When Larry Robbins took over ownership of the United States Hockey League’s Chicago Steel in 2015, he sent an organization-wide email making his intentions clear.

“We’re going to relentlessly pursue championships,” Robbins wrote.

Two years later, Robbins got his wish. The 17-year-old franchise won its first championship last week with a 2-1 overtime victory against the Sioux City Musketeers in the fifth and deciding game of the Clark Cup Final.

Forward Tyler Gratton scored 11:30 into overtime to cap a season in which the Steel established franchise records with 38 victories and 81 points.

“Being part of that first group to win a championship for a franchise is really special,” said alternate captain Jack Badini, who will play for Harvard this fall. “We’re like a family, and it will be like that the rest of our lives.”
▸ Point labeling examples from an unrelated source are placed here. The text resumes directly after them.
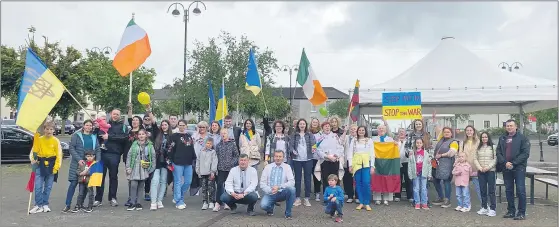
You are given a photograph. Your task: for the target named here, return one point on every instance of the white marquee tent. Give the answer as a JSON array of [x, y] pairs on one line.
[[453, 80]]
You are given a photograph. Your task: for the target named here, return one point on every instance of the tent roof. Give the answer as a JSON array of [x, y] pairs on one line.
[[454, 80]]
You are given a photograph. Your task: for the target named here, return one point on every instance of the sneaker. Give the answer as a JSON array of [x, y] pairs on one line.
[[482, 211], [297, 202], [306, 202], [36, 209]]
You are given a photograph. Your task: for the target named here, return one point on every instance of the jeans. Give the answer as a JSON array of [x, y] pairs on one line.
[[250, 199], [287, 195], [420, 190], [463, 196], [158, 185], [71, 191], [43, 187], [299, 167], [110, 164], [515, 177], [363, 185], [487, 188], [332, 207], [181, 185]]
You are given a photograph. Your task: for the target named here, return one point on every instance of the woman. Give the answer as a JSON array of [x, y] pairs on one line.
[[445, 150], [159, 178], [316, 131], [384, 196], [485, 160], [83, 140], [302, 153], [278, 141], [331, 152], [182, 156], [362, 165], [470, 146]]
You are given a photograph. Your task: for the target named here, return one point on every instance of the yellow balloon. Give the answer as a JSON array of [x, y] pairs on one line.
[[143, 98]]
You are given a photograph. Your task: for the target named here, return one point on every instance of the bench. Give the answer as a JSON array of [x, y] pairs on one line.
[[547, 182]]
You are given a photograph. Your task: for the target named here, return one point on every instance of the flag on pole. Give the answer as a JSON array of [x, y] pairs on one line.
[[40, 90], [221, 105], [354, 104], [253, 82], [133, 50], [307, 79], [212, 101]]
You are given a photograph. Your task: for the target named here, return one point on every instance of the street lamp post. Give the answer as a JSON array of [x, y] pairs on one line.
[[186, 16]]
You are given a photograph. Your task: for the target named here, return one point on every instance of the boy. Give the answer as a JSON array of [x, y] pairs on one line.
[[83, 181], [334, 198], [46, 158]]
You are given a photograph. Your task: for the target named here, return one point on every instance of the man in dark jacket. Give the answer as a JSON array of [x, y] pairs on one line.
[[116, 138], [513, 151]]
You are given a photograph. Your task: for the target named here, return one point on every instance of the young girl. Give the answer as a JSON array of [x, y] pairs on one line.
[[461, 172], [206, 168], [141, 163], [419, 171]]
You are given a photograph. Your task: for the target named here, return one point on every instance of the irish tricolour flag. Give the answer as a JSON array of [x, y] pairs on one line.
[[307, 79], [134, 49]]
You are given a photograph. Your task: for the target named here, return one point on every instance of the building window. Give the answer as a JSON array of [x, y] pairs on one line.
[[486, 124]]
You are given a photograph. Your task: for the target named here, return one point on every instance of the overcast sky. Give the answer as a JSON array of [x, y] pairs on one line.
[[344, 40]]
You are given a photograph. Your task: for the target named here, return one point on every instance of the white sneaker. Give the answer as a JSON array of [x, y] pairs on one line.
[[36, 209], [482, 211]]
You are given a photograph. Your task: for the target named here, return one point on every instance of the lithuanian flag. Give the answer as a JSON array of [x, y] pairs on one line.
[[387, 168]]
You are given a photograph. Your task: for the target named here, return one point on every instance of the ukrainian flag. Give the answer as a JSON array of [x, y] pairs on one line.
[[252, 77], [96, 174], [40, 90], [221, 105]]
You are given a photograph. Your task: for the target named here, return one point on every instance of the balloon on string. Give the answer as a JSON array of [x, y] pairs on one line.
[[144, 98]]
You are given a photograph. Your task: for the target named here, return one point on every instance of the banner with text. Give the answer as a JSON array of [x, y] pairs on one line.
[[401, 105]]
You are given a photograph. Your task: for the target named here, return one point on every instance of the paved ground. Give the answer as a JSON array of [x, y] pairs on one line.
[[14, 205]]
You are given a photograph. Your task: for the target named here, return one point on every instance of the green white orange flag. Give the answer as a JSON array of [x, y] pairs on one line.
[[307, 79], [134, 49]]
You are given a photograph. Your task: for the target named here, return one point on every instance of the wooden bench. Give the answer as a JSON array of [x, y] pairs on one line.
[[547, 182]]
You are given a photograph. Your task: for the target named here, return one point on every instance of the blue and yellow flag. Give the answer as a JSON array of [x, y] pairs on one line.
[[212, 101], [40, 90], [96, 174], [253, 82], [221, 105]]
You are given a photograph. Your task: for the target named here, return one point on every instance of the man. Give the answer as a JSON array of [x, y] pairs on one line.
[[116, 138], [513, 151], [278, 183], [240, 186], [233, 130]]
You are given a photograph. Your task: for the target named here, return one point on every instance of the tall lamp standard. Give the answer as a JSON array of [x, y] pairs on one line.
[[186, 16]]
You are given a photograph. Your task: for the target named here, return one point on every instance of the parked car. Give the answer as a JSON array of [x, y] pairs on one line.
[[17, 143], [552, 139]]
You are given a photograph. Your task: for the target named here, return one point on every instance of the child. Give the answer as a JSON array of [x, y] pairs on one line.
[[206, 168], [334, 198], [461, 172], [83, 180], [46, 159], [419, 171], [140, 164]]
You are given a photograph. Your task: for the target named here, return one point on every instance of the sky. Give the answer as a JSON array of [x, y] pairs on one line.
[[344, 41]]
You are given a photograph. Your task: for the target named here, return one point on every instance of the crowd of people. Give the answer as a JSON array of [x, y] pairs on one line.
[[223, 163]]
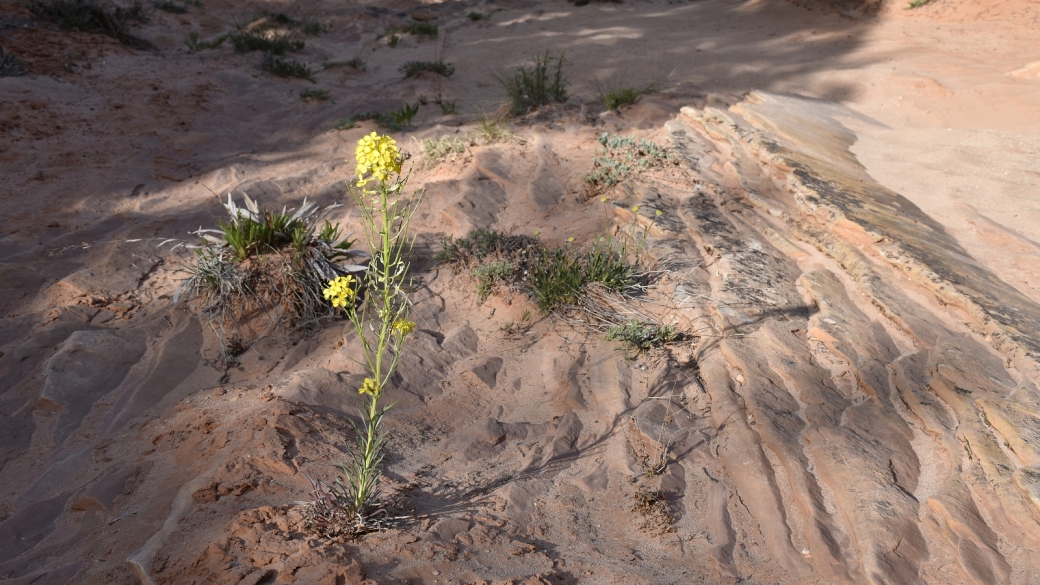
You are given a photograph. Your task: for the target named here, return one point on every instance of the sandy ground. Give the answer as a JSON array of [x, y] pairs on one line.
[[850, 235]]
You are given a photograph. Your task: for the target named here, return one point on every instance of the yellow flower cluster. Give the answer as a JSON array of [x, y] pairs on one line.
[[404, 327], [340, 290], [370, 386], [377, 155]]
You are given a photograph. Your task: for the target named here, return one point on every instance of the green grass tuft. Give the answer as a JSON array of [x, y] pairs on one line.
[[10, 66], [286, 68], [259, 41], [88, 16], [436, 150], [196, 44], [317, 95], [405, 113], [172, 7], [488, 275], [641, 335], [449, 108], [620, 156], [411, 69], [536, 84], [625, 96]]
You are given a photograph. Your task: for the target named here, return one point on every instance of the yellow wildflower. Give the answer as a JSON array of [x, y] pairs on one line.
[[378, 156], [404, 327], [340, 291], [370, 386]]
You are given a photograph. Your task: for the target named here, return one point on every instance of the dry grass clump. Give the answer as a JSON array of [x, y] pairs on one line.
[[652, 505], [10, 66], [619, 157], [89, 16], [537, 83], [594, 286], [267, 263]]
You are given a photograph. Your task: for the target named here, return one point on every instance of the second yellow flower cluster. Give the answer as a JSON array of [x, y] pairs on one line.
[[379, 156], [340, 290]]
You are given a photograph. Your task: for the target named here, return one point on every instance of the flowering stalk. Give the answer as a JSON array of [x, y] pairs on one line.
[[382, 319]]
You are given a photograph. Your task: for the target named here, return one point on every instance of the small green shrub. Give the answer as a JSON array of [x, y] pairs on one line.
[[620, 156], [356, 64], [488, 275], [482, 243], [405, 113], [317, 95], [196, 44], [556, 280], [443, 148], [534, 85], [172, 7], [384, 120], [259, 41], [411, 69], [642, 335], [286, 68], [520, 326], [312, 27], [449, 108], [10, 66], [624, 96], [491, 130], [88, 16], [420, 29]]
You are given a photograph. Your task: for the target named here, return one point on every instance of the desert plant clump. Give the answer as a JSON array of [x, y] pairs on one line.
[[488, 274], [652, 505], [491, 130], [595, 286], [10, 66], [354, 505], [557, 279], [642, 335], [385, 120], [535, 84], [411, 69], [623, 96], [261, 261], [314, 95], [444, 148], [619, 156], [88, 16], [448, 107], [245, 42], [196, 44], [356, 64], [281, 67], [172, 7], [405, 113]]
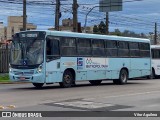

Steel coach Dan Muse has difficulty putting the championship moment into words. But after the team finished last season with five consecutive victories and won its first 10 games this season, Muse knew he had a special group.

Muse saw his team play through the rigors of the regular season before the Steel advanced through their first postseason in nine years. And when they reached Game 5, Muse understood the moment Robbins wrote about might finally be a reality.

“It’s a process,” Muse said. “What makes a good team great is they don’t need a big moment, they don’t need a changing moment. They’re consistently getting better and growing as the year goes on.”

From the bench, Muse watched as Gratton fired a shot that snuck under the crossbar for the game-winning goal. It set off an on-ice celebration that reached the seats where Robbins, general manager Ryan Bennett and president Dan Lehv sat. After two years of changing the franchise’s culture, everything came together in one moment.

“It was a special moment to win it as we did,” Lehv said. “You can’t write a better script. It was on the road, in overtime in a deciding Game 5. It’s a night we’re all going to remember for a very long time.”

Badini, a native of Old Greenwich, Connecticut, will remember this season as the one in which the Steel played deeper into the spring than either of Chicago’s other hockey franchises.

Though the Steel aren’t on the same level as the Blackhawks — or even the Wolves of the American Hockey League — Lehv believes the city’s hockey landscape is big enough to support all three organizations. The Steel drew more than 2,000 fans at both of the Clark Cup Final games at the Fox Valley Ice Arena in Geneva, and Lehv hopes the championship season will add to the momentum that grew throughout the season.

But for Muse, nothing changes.

“If you have guys that are getting better consistently and if we do a really good job of that, winning is going to be a product of having that right environment and having those right people in place,” Muse said. “But for us, the expectation is the same.”